Andando oltre, rispettosamente, la tragicità degli eventi che hanno attanagliato nell’ultimo mese il confine turco-siriano, è necessario analizzare il ruolo che la Turchia potrà ricoprire nel panorama economico e geopolitico al termine del conflitto fra Ucraina e Russia in cui, ad oggi, ha un ruolo di mediazione.
Malgrado le tensioni di questi ultimi anni con la comunità internazionale, va risalata la poliedricità di uno Stato che è membro della Nato, del Consiglio d’Europa e guida della cultura islamica; la Sublime Porta è storicamente individuabile come la Nazione ponte fra Europa ed Asia.
Le chiare ed inequivocabili parole pronunciate dal Presidente turco R.T. Erdoğan nell’ottobre del 2022, afferenti alla nascita del “secolo della Turchia”, hanno destato non poco scalpore, soprattutto per i repubblicani, certi di un futuro da potenza egemone della neo “Türkiye” (tenendo fede alla moderna modificazione toponomastica).
Tale visione imperiale-revanscista di una Nazione storicamente nata grande e cresciuta, poi, sotto l’egida di altre superpotenze che ne hanno ridisegnato i confini, ha fatto sì che il Sultano avesse le idee chiare sulla strategia nazionale necessaria per tornare ad essere un attore cardine nell’ordine internazionale.
Nel consolidamento turco, all’interno del cluster finanziario europeo, una delle varie direttrici in base alle quali la Repubblica fondata da Mustafa Kemal Atatürk assumerà un ruolo cruciale a livello mondiale, è data dal conflitto scoppiato lo scorso anno in Ucraina.

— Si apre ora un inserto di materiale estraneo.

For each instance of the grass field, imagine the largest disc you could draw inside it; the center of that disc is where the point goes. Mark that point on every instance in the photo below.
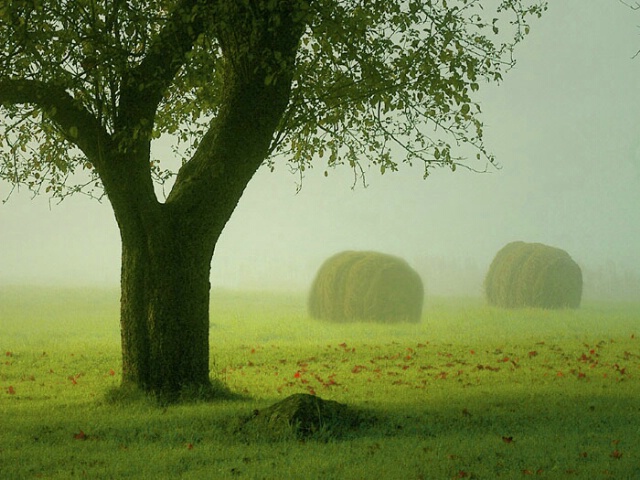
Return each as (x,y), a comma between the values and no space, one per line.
(470,392)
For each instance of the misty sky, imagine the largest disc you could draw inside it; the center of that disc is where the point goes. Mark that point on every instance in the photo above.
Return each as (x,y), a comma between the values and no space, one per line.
(564,125)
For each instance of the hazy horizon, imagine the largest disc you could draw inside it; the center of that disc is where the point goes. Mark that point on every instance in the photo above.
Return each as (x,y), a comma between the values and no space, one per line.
(563,125)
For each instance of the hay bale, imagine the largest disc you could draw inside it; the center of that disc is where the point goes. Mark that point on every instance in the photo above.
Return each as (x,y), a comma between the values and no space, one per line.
(533,275)
(366,286)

Questo, difatti, ha indotto la Superpotenza cinese a sviluppare una alternativa al corridoio russo, dovendo, dunque, usufruire del Middle Corridor: una infrastruttura ferroviaria e stradale che congiunge Asia ed Europa, più precisamente Azerbaigian e Kazakhistan con la Turchia, fornendo così a quest’ultima la opportunità di diventare una giuntura logistica pressoché vincolante tra la Cina e il Continente europeo.
Riguardo il settore energetico, recentemente nel sud-est anatolico – Mar Nero – sono stati scoperti nuovi giacimenti di gas naturale, circa 58 miliardi di metri cubi, che entro la fine di questo mese ridurranno significativamente la dipendenza energetica dall’estero.
La dinamicità dell’industria militare turca ha fatto sì che nel solo biennio 2020-2021 l’export di armi di fabbricazione autoctona avesse il miglior tasso di crescita globale – basti pensare che solo in Ucraina ha esportato armamenti per un valore di circa 6 milioni di dollari.
Dallo sviluppo delle industrie della difesa di nuovi velivoli senza pilota per operazioni terrestri e navali, alla neonata fabbrica di auto elettriche TOGG, passando per radiolocalizzatori, trasporti corazzati e sistemi di difesa aerei basati sull’Artificial Intelligence, si può considerare questo nuovo sviluppo come una vera e propria escalation, non solo economica.
Sèvres prima e Losanna poi, decisero le sorti della Turchia del XX e XXI secolo; tuttavia le linee guida tracciate da Süleyman Demirel già nel 1997 – anno della conferenza di Istanbul – sulla nuova “via della seta 2000” sono state pedissequamente seguite – talune realizzate – dall’attuale Sultano.
Il 29 ottobre 2023, giorno in cui ricorrerà il centenario della Repubblica di Turchia, non è possibile prevedere se la rotta delle nuove elezioni volgerà ancora verso un organismo presidenziale sultanista o meno; tuttavia, possiamo fidarci sulle parole del suo odierno Leader: “rafforzeremo la nostra democrazia, continueremo a far crescere il nostro Paese come la voce degli oppressi e la speranza delle vittime. Insieme alla nostra nazione costruiremo il “Secolo di Türkiye”.